Ce sont les trésors du musée, les pièces les plus anciennes, celles qui ont conféré au musée sa réputation. Connus des naturalistes européens au XVIIIe siècle, alors visités au cabinet de Charenton, délaissés aux XIXe et au début du XXe siècle car vestiges d'une science révolue, ils ont pris aujourd'hui une valeur patrimoniale et culturelle assez rare chez les objets de science.
Ils sont le fruit des travaux d’Honoré Fragonard, né à Grasse en 1732 et cousin germain du célèbre peintre Jean-Honoré Fragonard.
Honoré Fragonard, 1732-1799
Il suivit un apprentissage de chirurgien, obtint son brevet en 1759 et fut recruté en 1762 par Claude Bourgelat pour devenir professeur et démonstrateur d’anatomie dans la première école vétérinaire à Lyon. Il commença à réaliser des pièces anatomiques qui furent exposées dans le cabinet d’anatomie de cet établissement.
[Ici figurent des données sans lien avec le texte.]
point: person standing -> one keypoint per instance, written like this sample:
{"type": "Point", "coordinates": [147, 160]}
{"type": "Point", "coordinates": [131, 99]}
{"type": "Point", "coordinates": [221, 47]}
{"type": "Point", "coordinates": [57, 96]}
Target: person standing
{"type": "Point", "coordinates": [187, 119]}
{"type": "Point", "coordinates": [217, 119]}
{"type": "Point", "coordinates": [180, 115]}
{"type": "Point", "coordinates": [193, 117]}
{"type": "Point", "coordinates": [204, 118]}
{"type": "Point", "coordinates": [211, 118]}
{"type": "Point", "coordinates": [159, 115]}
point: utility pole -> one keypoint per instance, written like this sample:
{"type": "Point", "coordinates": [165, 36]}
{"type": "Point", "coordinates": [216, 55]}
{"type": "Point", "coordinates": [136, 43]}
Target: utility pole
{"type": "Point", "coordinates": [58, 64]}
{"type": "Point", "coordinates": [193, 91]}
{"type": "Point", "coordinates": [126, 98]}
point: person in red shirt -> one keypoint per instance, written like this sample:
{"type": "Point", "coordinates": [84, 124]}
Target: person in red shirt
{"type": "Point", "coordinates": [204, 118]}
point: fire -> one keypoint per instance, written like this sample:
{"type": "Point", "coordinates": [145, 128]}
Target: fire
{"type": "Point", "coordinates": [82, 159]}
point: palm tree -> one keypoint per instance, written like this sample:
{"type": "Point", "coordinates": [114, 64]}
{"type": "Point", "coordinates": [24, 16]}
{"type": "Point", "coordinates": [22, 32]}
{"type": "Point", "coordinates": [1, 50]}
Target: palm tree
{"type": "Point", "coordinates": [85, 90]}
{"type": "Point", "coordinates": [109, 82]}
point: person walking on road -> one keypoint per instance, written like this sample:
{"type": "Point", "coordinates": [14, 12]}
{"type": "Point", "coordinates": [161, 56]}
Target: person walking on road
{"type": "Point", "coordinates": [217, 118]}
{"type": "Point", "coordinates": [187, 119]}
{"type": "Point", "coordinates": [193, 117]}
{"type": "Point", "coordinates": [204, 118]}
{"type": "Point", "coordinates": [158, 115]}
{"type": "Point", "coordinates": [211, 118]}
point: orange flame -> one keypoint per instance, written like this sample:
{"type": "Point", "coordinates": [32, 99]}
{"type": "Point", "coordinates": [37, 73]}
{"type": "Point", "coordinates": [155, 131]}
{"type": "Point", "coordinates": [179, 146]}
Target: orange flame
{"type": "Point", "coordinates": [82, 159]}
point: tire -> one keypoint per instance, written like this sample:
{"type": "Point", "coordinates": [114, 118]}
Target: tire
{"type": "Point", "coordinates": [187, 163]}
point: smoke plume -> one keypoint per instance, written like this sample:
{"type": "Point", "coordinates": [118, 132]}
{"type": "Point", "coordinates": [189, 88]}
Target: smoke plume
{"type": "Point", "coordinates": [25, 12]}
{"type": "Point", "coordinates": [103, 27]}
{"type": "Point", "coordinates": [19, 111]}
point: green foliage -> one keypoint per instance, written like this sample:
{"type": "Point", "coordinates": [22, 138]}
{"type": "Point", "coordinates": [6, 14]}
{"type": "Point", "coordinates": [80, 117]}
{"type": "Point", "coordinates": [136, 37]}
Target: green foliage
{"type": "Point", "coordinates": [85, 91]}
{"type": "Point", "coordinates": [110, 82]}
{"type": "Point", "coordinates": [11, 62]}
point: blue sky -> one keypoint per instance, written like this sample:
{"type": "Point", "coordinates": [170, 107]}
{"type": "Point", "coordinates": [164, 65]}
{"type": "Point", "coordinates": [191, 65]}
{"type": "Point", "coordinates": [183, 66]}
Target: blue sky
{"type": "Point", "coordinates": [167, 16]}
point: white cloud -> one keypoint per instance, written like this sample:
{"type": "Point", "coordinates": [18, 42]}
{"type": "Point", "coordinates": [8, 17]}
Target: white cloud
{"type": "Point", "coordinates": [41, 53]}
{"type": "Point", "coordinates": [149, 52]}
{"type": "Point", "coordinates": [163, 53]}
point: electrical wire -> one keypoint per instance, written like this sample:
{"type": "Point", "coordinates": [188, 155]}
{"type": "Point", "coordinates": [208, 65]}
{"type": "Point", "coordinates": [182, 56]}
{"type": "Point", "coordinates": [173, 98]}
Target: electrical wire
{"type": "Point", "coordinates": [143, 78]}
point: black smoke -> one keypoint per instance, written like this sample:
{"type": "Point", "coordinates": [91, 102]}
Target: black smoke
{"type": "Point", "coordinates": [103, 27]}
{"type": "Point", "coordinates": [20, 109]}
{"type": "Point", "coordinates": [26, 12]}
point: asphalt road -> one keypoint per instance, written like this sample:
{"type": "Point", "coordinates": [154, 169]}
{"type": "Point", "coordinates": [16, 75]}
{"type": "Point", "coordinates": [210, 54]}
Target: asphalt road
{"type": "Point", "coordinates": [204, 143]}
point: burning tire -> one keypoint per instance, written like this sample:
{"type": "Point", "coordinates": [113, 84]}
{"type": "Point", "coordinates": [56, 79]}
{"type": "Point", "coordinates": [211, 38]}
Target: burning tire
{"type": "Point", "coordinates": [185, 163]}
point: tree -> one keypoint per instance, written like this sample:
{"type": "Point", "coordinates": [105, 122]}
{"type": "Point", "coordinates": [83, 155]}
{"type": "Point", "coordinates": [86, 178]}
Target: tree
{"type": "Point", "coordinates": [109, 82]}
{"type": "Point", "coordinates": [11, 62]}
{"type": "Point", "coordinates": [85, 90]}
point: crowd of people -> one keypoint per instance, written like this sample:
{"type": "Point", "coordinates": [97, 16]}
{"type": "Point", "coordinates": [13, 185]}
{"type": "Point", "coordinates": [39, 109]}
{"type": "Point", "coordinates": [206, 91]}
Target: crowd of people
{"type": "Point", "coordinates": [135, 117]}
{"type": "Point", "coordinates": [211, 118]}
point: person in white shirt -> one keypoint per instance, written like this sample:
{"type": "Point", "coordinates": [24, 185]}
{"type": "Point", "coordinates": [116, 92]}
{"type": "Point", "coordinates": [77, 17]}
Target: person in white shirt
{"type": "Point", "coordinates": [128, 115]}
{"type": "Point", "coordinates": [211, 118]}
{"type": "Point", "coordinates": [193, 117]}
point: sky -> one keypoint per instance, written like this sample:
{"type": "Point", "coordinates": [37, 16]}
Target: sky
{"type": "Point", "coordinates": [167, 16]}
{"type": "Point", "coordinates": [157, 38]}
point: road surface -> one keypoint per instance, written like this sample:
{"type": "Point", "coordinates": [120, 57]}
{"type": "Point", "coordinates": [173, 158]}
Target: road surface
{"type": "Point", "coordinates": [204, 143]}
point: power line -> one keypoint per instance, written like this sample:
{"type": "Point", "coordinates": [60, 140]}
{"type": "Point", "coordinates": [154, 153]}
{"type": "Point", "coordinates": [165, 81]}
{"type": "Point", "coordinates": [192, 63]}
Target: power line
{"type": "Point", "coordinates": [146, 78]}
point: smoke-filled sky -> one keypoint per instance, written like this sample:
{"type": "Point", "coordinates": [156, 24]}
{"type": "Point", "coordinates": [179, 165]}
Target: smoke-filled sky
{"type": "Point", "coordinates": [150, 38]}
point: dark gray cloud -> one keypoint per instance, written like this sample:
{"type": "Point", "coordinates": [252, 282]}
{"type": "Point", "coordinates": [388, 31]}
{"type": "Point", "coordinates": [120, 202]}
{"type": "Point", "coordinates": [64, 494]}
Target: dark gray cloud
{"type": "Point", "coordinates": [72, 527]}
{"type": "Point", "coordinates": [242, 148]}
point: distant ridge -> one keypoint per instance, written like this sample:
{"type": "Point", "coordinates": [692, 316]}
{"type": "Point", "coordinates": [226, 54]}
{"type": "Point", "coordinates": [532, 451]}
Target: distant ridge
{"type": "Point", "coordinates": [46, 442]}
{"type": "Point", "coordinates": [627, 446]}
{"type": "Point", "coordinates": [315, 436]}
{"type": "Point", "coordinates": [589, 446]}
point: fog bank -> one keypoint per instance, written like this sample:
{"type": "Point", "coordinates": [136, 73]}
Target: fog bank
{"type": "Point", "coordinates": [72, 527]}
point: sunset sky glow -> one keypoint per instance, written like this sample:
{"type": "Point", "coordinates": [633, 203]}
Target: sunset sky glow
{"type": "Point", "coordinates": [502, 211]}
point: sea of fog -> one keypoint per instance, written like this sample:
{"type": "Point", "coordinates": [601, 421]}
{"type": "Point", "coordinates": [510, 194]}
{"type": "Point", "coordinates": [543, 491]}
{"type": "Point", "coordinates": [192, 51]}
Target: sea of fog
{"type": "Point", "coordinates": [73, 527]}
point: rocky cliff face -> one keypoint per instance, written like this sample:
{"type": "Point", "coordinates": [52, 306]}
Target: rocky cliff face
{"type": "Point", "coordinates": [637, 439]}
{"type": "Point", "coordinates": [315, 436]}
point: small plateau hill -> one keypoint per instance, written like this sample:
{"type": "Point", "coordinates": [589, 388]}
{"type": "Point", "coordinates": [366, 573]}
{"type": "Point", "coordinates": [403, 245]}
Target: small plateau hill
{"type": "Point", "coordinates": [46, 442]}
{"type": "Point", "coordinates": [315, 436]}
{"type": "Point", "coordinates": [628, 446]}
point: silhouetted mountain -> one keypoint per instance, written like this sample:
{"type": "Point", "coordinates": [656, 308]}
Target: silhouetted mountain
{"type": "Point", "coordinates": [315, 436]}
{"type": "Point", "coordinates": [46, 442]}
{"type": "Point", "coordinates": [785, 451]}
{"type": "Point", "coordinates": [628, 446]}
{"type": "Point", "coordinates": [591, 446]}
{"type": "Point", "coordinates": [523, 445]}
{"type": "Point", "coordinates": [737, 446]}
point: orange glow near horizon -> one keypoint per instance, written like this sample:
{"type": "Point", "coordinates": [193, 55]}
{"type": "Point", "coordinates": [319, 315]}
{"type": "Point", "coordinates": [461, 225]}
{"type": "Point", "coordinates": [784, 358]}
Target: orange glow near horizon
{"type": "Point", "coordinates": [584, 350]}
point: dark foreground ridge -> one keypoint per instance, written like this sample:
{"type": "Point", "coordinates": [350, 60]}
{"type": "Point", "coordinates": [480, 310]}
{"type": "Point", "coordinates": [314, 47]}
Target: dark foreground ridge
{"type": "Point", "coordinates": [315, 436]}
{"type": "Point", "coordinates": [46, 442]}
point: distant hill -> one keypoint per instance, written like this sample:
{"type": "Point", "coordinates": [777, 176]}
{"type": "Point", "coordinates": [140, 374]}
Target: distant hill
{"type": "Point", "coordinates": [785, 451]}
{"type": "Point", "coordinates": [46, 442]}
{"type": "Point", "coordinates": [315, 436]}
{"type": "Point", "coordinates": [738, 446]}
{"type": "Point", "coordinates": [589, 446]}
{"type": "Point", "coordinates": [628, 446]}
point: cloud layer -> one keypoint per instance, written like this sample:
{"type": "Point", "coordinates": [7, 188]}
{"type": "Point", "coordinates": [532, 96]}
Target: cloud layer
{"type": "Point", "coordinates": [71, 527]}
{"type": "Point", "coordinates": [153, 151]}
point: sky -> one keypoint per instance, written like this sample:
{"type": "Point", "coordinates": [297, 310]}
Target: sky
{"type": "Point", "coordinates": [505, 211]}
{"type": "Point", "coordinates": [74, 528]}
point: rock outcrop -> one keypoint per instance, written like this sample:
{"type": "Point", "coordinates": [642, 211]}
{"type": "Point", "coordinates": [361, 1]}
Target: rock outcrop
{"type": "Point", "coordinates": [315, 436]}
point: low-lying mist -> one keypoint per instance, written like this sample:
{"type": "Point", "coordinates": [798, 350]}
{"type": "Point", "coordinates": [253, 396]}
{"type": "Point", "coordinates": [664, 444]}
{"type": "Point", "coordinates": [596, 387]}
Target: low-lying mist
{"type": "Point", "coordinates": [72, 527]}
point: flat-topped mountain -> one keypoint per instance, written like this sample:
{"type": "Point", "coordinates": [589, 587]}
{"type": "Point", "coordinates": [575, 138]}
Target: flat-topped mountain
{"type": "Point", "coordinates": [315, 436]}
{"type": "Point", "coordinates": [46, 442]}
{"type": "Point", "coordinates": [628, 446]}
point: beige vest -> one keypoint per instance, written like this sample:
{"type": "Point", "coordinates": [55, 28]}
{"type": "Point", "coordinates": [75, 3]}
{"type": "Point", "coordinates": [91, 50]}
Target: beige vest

A la demande de Bourgelat et de Bertin, ministre des finances du Roi, Louis XV décida la création d’une école vétérinaire à Paris et Fragonard se rendit dans la capitale avec quelques élèves en 1765. Ils s’installèrent provisoirement dans le nord de Paris où Fragonard réalisa de nouvelles préparations anatomiques. L’école s’implanta finalement en 1766 à Alfort et il en devint le directeur et le professeur d’anatomie. Ses préparations furent exposées dans le nouveau cabinet de Roi du Château d’Alfort où il acquit une certaine notoriété. Sa carrière à Alfort fut cependant brève. Les conflits incessants qu’il avait avec Claude Bourgelat conduisirent à son renvoi.
Il continua cependant à disséquer à son domicile et vendit ses préparations, ce qui lui assura de confortables revenus. Il fut un révolutionnaire engagé et participa activement aux réformes de la Révolution. En 1793, il siégea au Jury national des arts aux côtés de son cousin Frago et du peintre David. En 1794, il fut nommé membre de la Commission temporaire des arts et chargé d’inventorier les cabinets d’anatomie. Il entreprit l’inventaire et la description du Cabinet de l’Ecole d’Alfort. Il y décrit 3033 pièces dont les célèbres Ecorchés qui font aujourd'hui le succés du Musée Fragonard. Il suscita, bien malgré lui, l’intérêt de personnalités scientifiques, ce qui conduisit en1795 au pillage des collections. L’école de Santé et le Museum d’histoire naturelle se partagèrent 600 pièces.
Fragonard rêvait de réunir toutes ces collections en un vaste Cabinet National d’Anatomie : il fut le témoin impuissant de leur dispersion. Il en fut profondément affecté et se retira à l’école de Santé de Paris, comme directeur des recherches anatomiques. Il y mourut le 5 avril 1799.
Quelques pièces de Fragonard ou de ses élèves
Le cavalier, Honoré Fragonard, 1765 - Copyright Patrick Forget - SagaPhoto
Cette pièce exceptionnelle, la seule qui puisse être attribuée avec certitude à Fragonard, est le plus volumineux des écorchés conservés au Fragonard. Elle représente un homme et un cheval disséqués, chevauchant dans l’éternité.
Des inventaires révèlent que Fragonard avait réalisé d’autres préparations de chevaux portant des cavaliers mais celui-ci est le seul qui nous soit parvenu. Ce cavalier tenait autrefois dans sa main droite des rênes de velours bleu qui passaient entre les machoires du cheval, tandis que sa main gauche tenait un fouet. L’aspect macabre de la scène était renforcé par de petits fœtus humains montés sur des moutons ou des fœtus de chevaux, formant autour du « Cavalier » une petite armée.